Read about the latest research in the APS flagship journal.
How to Change the Weight of Rare Events in Decisions From
Jared M. Hotaling, Andreas Jarvstad, Chris Donkin, and Ben R. Newell
This research suggests that the timing of information about the value and likelihood of possible outcomes affects people’s risky choices. Participants directed a robot to draw balls from two boxes, knowing only that there were 100 blue and red balls in each box and that the blue balls were associated with a variable reward and the red ones were not. Participants could freely draw from each box to infer the probability of drawing the blue balls and the values associated with the balls—for example, if they drew 1 blue ball worth $16 and 9 red balls from one box, and 8 blue balls worth $2 and 2 red balls from the other box, they could infer that choosing the first box was a riskier option (because it offered a 10% chance of winning $16) and that choosing the second was a safer option (because it offered an 80% chance of winning $2). After sampling from the two boxes, participants chose the box from which they would like to draw an extra bonus ball. Critically, participants were informed of the rewards either during sampling or only at the choice stage. Participants made riskier choices (i.e., chose the high value/low probability box) when they learned the rewards at the choice stage, and results suggested that they also overweighted rare events only when the value information was absent during sampling. These findings indicate that having to weight outcome value and probability at the time of choice leads people to treat rare events differently. Hotaling and colleagues discuss two possible explanations for these results. The first emphasizes different methods of combining value and probability depending on when the information is provided, and the other suggests that the memory retrieval of outcome probability when value is not provided during sampling increases the attention allocated to rare outcomes.

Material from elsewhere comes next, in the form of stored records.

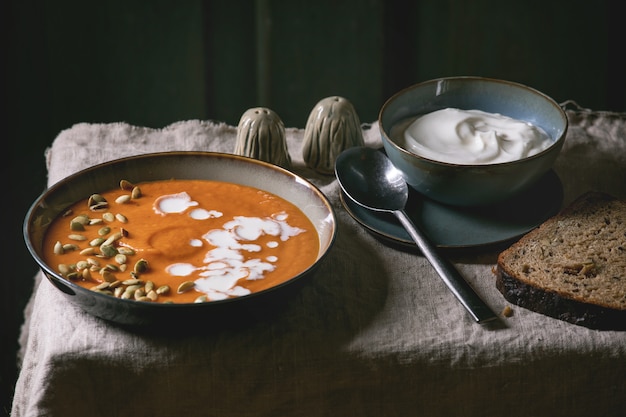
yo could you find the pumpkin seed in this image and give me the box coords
[146,290,158,301]
[144,280,155,292]
[93,282,110,291]
[80,247,96,256]
[53,241,64,255]
[89,201,109,212]
[119,179,134,190]
[68,234,87,241]
[115,213,128,223]
[133,288,146,300]
[88,194,108,210]
[100,244,118,257]
[90,237,105,247]
[118,247,135,256]
[131,186,142,199]
[111,282,121,289]
[156,285,170,295]
[62,243,79,252]
[70,220,86,231]
[177,281,195,294]
[82,268,93,281]
[65,271,81,281]
[89,193,106,204]
[66,271,80,281]
[136,296,152,302]
[58,263,71,275]
[102,232,123,246]
[101,270,116,282]
[133,259,149,274]
[122,288,138,300]
[122,278,142,286]
[72,214,90,224]
[115,194,131,204]
[119,264,128,272]
[76,260,90,270]
[87,199,109,211]
[114,286,124,297]
[114,254,127,265]
[102,212,115,222]
[194,295,208,303]
[98,226,111,236]
[108,280,122,289]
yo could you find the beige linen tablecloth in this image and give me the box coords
[13,107,626,416]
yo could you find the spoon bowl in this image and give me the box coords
[336,148,408,212]
[335,147,498,324]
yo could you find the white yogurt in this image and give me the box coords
[399,108,552,164]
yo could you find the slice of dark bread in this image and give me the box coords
[495,191,626,330]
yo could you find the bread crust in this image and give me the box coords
[495,191,626,331]
[496,268,626,330]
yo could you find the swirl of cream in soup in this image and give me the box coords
[399,108,552,164]
[154,192,305,301]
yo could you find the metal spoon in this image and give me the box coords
[334,146,498,324]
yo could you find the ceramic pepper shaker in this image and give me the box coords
[302,96,364,174]
[235,107,292,169]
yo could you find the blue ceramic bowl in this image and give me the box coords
[379,77,568,206]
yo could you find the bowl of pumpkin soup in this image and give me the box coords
[24,152,336,329]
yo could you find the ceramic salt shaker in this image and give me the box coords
[302,96,364,174]
[235,107,292,169]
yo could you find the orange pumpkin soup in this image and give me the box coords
[42,179,320,303]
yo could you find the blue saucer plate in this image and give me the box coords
[340,170,563,249]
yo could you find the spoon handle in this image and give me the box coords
[394,210,498,324]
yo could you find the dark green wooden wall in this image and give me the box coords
[2,0,624,413]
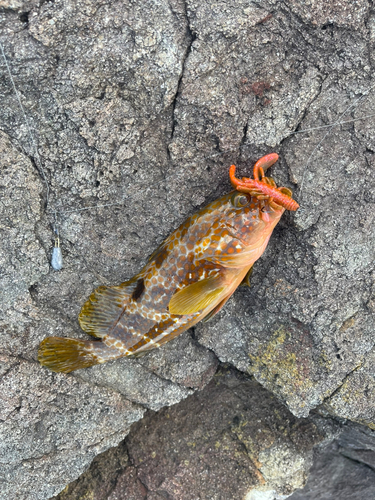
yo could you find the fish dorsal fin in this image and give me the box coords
[168,274,226,315]
[78,279,138,338]
[147,240,169,265]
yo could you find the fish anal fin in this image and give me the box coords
[168,275,225,315]
[202,294,232,323]
[78,279,138,338]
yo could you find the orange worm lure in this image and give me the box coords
[229,153,299,212]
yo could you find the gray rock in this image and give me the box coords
[289,423,375,500]
[53,369,331,500]
[0,355,144,500]
[193,1,375,418]
[322,350,375,429]
[0,0,374,498]
[0,1,216,497]
[74,333,218,411]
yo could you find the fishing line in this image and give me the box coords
[297,84,375,202]
[0,42,50,203]
[0,40,62,270]
[288,113,375,135]
[2,36,374,269]
[188,112,375,162]
[52,106,375,216]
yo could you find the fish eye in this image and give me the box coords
[231,192,250,208]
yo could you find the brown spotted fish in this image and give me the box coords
[38,154,299,373]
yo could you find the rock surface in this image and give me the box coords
[289,423,375,500]
[0,0,374,498]
[191,0,375,419]
[0,355,144,500]
[54,369,333,500]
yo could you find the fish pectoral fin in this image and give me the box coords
[168,275,226,315]
[78,278,139,338]
[240,265,253,287]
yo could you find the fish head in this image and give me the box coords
[183,190,285,269]
[228,189,285,223]
[217,190,285,247]
[181,189,286,269]
[163,158,297,269]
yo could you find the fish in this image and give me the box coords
[38,153,299,373]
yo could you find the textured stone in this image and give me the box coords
[52,442,132,500]
[54,369,328,500]
[289,423,375,500]
[0,1,216,498]
[0,356,144,500]
[193,0,375,418]
[322,350,375,429]
[0,0,375,498]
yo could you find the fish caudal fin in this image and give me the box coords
[38,337,103,373]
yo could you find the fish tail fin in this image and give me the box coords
[38,336,109,373]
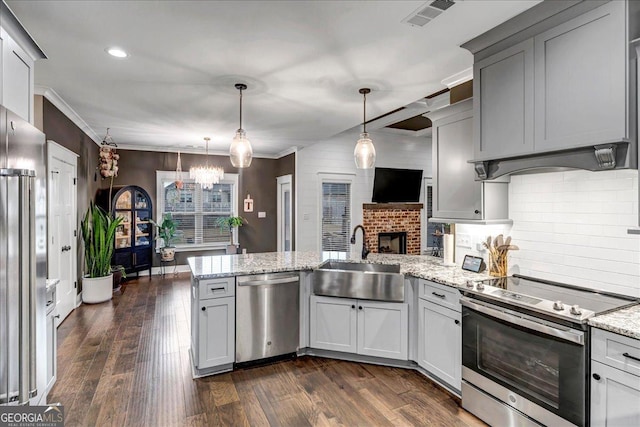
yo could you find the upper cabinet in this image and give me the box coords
[0,2,47,124]
[474,39,534,160]
[465,0,637,169]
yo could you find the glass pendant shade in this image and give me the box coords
[354,88,375,169]
[230,129,253,168]
[354,132,376,169]
[189,137,224,190]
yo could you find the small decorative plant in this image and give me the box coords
[483,234,519,277]
[150,214,178,248]
[216,216,246,231]
[81,202,124,278]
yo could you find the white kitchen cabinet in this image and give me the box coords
[591,360,640,427]
[197,296,235,369]
[45,310,57,394]
[309,295,408,360]
[417,298,461,391]
[428,99,509,222]
[473,39,534,160]
[591,328,640,426]
[0,4,46,124]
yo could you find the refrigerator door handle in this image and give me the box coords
[28,175,37,400]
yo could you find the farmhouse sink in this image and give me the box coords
[313,261,404,302]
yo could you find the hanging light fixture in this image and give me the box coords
[190,137,224,189]
[354,88,376,169]
[175,151,184,190]
[229,83,253,168]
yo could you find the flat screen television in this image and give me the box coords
[372,167,423,203]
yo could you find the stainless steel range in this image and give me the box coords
[460,275,637,427]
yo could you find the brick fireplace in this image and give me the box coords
[362,203,423,255]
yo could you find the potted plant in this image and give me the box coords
[81,202,123,303]
[150,213,178,261]
[217,216,246,254]
[111,265,126,289]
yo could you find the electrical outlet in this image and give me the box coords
[258,212,266,218]
[303,213,310,221]
[456,233,471,248]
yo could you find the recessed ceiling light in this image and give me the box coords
[106,47,128,58]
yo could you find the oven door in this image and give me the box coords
[461,297,586,427]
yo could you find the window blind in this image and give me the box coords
[321,182,351,252]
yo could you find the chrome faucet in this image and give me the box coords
[350,225,370,260]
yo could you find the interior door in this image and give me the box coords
[277,174,292,252]
[47,142,77,323]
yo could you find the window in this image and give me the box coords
[320,177,352,252]
[156,171,238,250]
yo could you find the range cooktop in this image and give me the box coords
[463,275,638,323]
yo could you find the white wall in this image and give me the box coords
[455,169,640,297]
[296,128,431,252]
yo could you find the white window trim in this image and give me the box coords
[276,174,293,252]
[317,172,355,253]
[155,170,239,252]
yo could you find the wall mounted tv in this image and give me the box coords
[372,167,423,203]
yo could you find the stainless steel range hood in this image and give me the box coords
[471,140,635,180]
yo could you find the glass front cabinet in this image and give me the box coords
[96,185,153,276]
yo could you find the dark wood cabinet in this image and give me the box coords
[96,185,153,277]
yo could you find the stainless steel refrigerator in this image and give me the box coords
[0,106,47,406]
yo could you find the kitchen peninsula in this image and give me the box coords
[188,250,492,394]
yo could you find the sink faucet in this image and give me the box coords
[350,225,370,260]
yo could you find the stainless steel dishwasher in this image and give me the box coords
[235,272,300,364]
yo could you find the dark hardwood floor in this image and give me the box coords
[49,274,485,426]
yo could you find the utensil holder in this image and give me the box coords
[489,252,508,277]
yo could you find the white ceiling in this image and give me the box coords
[9,0,540,156]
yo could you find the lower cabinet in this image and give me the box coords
[418,298,461,391]
[591,360,640,426]
[310,295,408,360]
[197,296,235,369]
[45,311,57,394]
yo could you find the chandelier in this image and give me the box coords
[229,83,253,168]
[190,137,224,189]
[354,88,376,169]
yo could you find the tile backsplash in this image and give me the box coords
[455,169,640,297]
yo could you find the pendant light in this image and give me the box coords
[190,137,224,189]
[354,88,376,169]
[229,83,253,168]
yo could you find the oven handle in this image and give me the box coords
[460,297,585,346]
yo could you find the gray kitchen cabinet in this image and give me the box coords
[464,0,637,164]
[591,328,640,426]
[309,295,408,360]
[429,99,509,222]
[417,281,461,392]
[197,297,235,369]
[534,1,627,152]
[473,39,534,160]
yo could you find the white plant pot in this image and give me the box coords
[83,274,114,304]
[161,246,176,261]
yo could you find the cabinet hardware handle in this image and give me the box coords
[454,320,460,325]
[54,315,60,319]
[592,373,601,381]
[623,352,640,362]
[432,292,446,299]
[474,209,480,214]
[351,305,355,309]
[201,307,206,311]
[358,306,363,310]
[210,287,225,292]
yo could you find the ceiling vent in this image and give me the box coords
[402,0,457,27]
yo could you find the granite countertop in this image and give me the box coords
[187,251,491,288]
[589,304,640,340]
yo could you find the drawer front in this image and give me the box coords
[198,277,235,300]
[419,280,461,312]
[592,328,640,377]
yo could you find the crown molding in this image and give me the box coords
[441,67,473,89]
[35,86,101,145]
[275,145,298,159]
[114,143,280,159]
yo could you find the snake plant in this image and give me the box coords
[81,202,123,278]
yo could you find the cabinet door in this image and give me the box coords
[357,301,408,360]
[534,1,626,152]
[2,31,33,123]
[309,295,357,353]
[418,299,461,390]
[432,103,482,220]
[474,39,534,160]
[45,312,57,393]
[591,360,640,427]
[198,296,234,369]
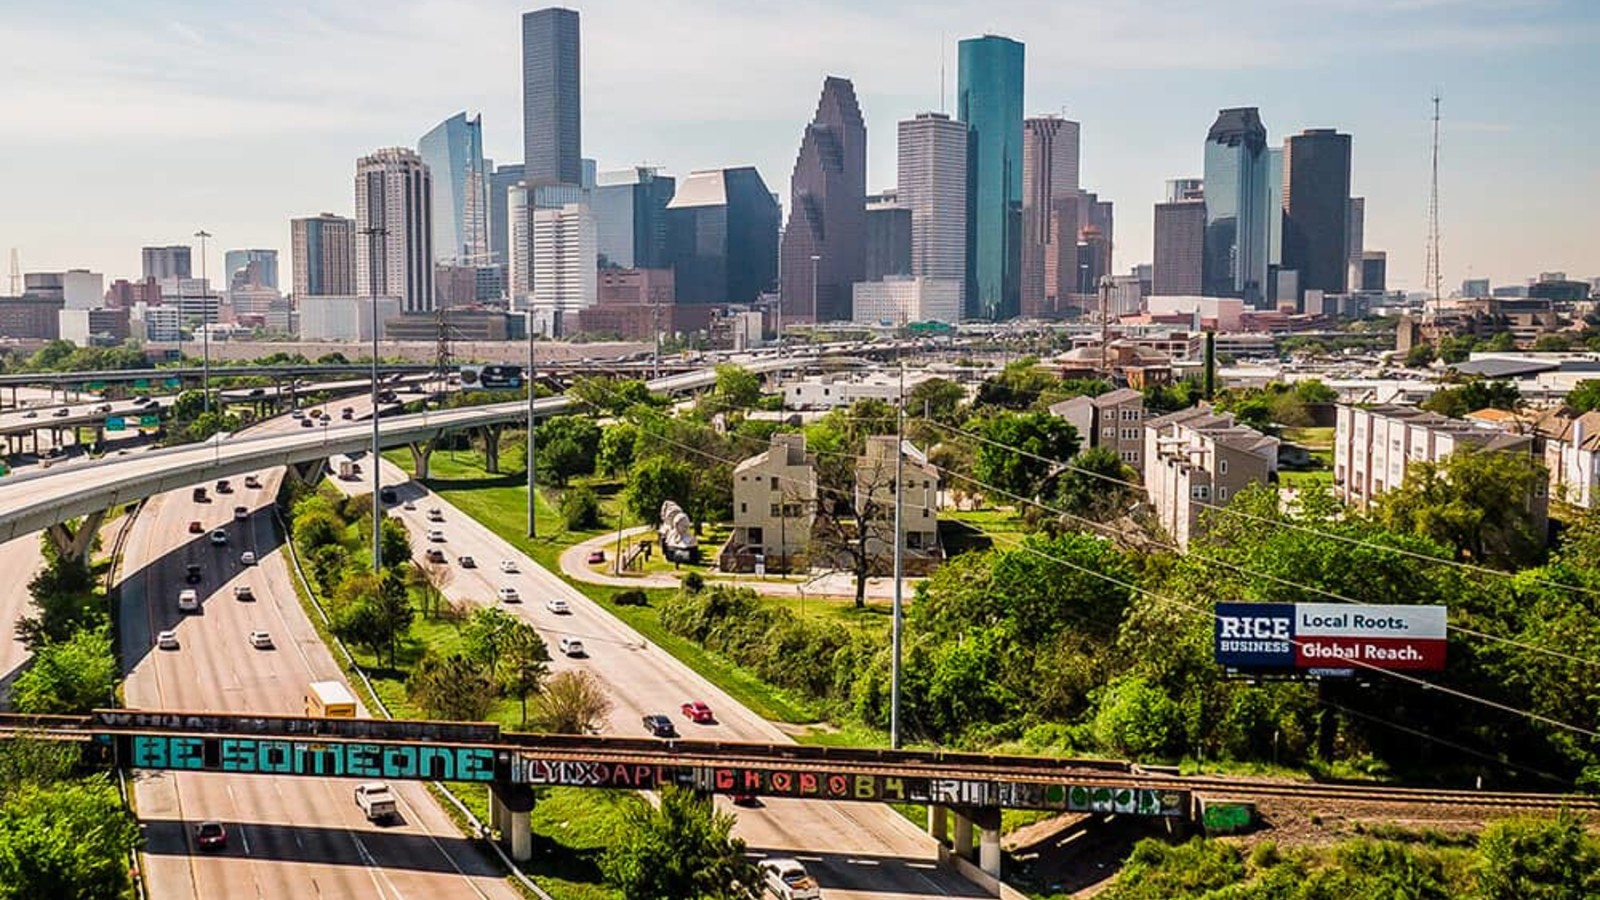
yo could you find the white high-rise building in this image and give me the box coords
[1346,196,1365,291]
[897,112,968,302]
[531,202,596,334]
[507,184,533,306]
[355,147,434,314]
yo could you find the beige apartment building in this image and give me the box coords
[722,434,816,573]
[1050,388,1147,468]
[853,436,943,574]
[1143,406,1279,549]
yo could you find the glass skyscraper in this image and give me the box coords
[593,167,677,270]
[958,34,1024,321]
[1202,107,1271,306]
[418,112,489,264]
[522,7,582,187]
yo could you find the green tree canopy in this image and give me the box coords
[625,456,695,525]
[0,777,140,900]
[970,411,1080,502]
[10,627,117,715]
[406,653,494,721]
[600,785,760,900]
[1421,379,1521,418]
[1373,446,1547,568]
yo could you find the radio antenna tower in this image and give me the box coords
[1425,93,1443,315]
[7,249,19,296]
[433,303,454,402]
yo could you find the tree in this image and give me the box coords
[409,558,452,619]
[970,411,1080,502]
[15,542,101,652]
[406,653,495,721]
[560,485,603,530]
[461,607,520,673]
[531,670,613,734]
[332,569,414,666]
[1373,446,1547,568]
[974,358,1066,410]
[906,377,966,424]
[1421,379,1520,418]
[1092,676,1182,759]
[625,456,695,525]
[10,628,117,715]
[1475,812,1600,900]
[600,785,761,900]
[1057,447,1141,523]
[1534,332,1575,352]
[707,364,762,414]
[498,624,551,727]
[536,415,602,487]
[0,777,140,900]
[1566,380,1600,413]
[597,422,640,477]
[1404,342,1438,368]
[570,376,657,416]
[378,517,412,571]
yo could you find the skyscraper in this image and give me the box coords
[522,7,581,187]
[531,202,597,334]
[1202,107,1271,305]
[141,246,191,283]
[665,167,780,305]
[1153,200,1204,296]
[506,184,533,305]
[897,112,967,295]
[418,112,489,264]
[1283,128,1353,295]
[959,34,1025,321]
[864,191,912,281]
[780,76,867,323]
[488,163,525,268]
[1021,115,1080,317]
[290,214,355,297]
[223,249,278,291]
[1166,178,1204,202]
[1346,196,1365,291]
[354,147,434,313]
[593,167,676,270]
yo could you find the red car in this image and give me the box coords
[194,820,227,850]
[188,520,204,534]
[681,701,715,724]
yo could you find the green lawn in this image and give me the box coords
[1280,426,1334,449]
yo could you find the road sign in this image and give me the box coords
[105,418,126,432]
[133,379,150,389]
[139,415,160,427]
[164,377,181,389]
[88,381,106,390]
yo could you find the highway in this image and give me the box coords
[0,533,44,706]
[117,472,517,899]
[352,460,984,899]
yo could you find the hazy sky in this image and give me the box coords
[2,0,1596,294]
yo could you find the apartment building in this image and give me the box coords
[1143,407,1279,549]
[1049,388,1146,467]
[854,436,943,574]
[723,434,817,573]
[1533,409,1600,509]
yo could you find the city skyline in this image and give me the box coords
[2,1,1595,293]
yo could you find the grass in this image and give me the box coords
[1280,426,1334,449]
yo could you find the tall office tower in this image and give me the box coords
[1166,178,1204,203]
[779,77,866,323]
[665,167,780,305]
[1153,200,1205,295]
[1076,227,1110,294]
[897,112,968,296]
[959,34,1024,320]
[488,163,525,267]
[506,184,533,306]
[1267,146,1284,267]
[522,7,581,187]
[223,249,278,291]
[290,214,356,297]
[1021,115,1081,317]
[1346,196,1365,291]
[864,191,912,281]
[141,245,191,282]
[1361,251,1387,292]
[354,147,434,313]
[418,112,489,264]
[1083,192,1115,274]
[1202,107,1272,306]
[531,202,597,332]
[1282,128,1353,295]
[593,167,677,269]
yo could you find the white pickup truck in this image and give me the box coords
[354,782,397,822]
[760,858,821,899]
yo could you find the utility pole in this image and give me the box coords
[1098,275,1112,381]
[890,361,905,749]
[1425,93,1443,317]
[526,309,537,539]
[195,230,212,415]
[358,225,389,571]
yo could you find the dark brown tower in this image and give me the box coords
[779,76,867,323]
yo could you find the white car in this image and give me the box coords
[248,630,273,649]
[427,530,445,543]
[760,858,821,900]
[499,559,519,573]
[233,585,254,600]
[403,500,417,511]
[209,529,228,546]
[545,597,570,615]
[497,586,521,604]
[427,508,445,522]
[558,636,585,657]
[156,630,179,650]
[240,551,256,566]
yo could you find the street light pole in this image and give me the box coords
[195,230,212,415]
[891,360,905,749]
[359,225,389,571]
[526,309,537,539]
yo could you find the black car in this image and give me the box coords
[642,714,677,738]
[380,488,398,504]
[184,564,202,584]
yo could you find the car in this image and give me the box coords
[185,564,202,584]
[239,551,256,566]
[233,506,249,520]
[402,500,417,511]
[157,630,180,650]
[244,475,261,489]
[426,530,445,543]
[188,520,204,534]
[341,407,354,420]
[545,597,571,615]
[499,559,518,573]
[192,486,208,503]
[290,409,304,419]
[380,488,398,504]
[424,548,446,564]
[194,820,227,850]
[215,479,232,493]
[760,858,821,900]
[52,408,69,418]
[681,701,715,724]
[233,585,254,601]
[248,630,273,649]
[643,714,677,738]
[457,555,476,568]
[730,794,761,808]
[299,417,313,428]
[427,508,445,522]
[558,636,585,657]
[209,529,228,546]
[21,410,36,419]
[497,586,521,604]
[586,549,606,565]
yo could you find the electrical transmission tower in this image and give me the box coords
[434,304,454,400]
[1425,93,1443,315]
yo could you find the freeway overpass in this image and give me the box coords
[0,358,804,553]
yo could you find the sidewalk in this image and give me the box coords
[557,527,918,600]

Reading Increases the Compositionality of Visual Word Representations
Aakash Agrawal, K. V. S. Hari, and S. P. Arun
Reading seems to alter visual word representations by making the words more predictable from single letters, this research suggests. Participants were fluent in reading either Telegu or Malayalam (two languages spoken in different regions of India that have shared phonemes but distinct characters). In a visual search task, participants indicated whether an oddball target, presented among identical distractors, was present on the right or the left side of the screen. In one experiment, the search set was composed of single Telegu or Malayalam letters, and in another experiment, it was composed of Telegu or Malayalam bigrams (composed of five letters). Participants were faster when searching for letters or bigrams in the language in which they were fluent readers, and they showed increased dissimilarity processing for similar letters in that language. Readers were faster than nonreaders on transposed bigrams (e.g., AB and BA) but not on repeated bigrams (e.g., AA and BB), however, indicating that reading fluency increased the discrimination of letter transpositions compared with repeated letters. Agrawal and colleagues further showed that for readers, this effect was due to decreased letter-letter interactions within a bigram, which predicted participants’ overall reading fluency. In two brain-imaging experiments, the known language elicited brain-activation patterns different from those of the unknown language, indicating higher compositionality (i.e., bigrams were more predictable from single letters) in readers. Also, perception of the known bigrams was driven by neural activations in higher visual areas, whereas perception of the unknown bigrams was driven by neural activations in lower visual areas. Thus, reading seems to facilitate visual processing by making words easy to parse into letters and by increasing the compositionality of visual word representations.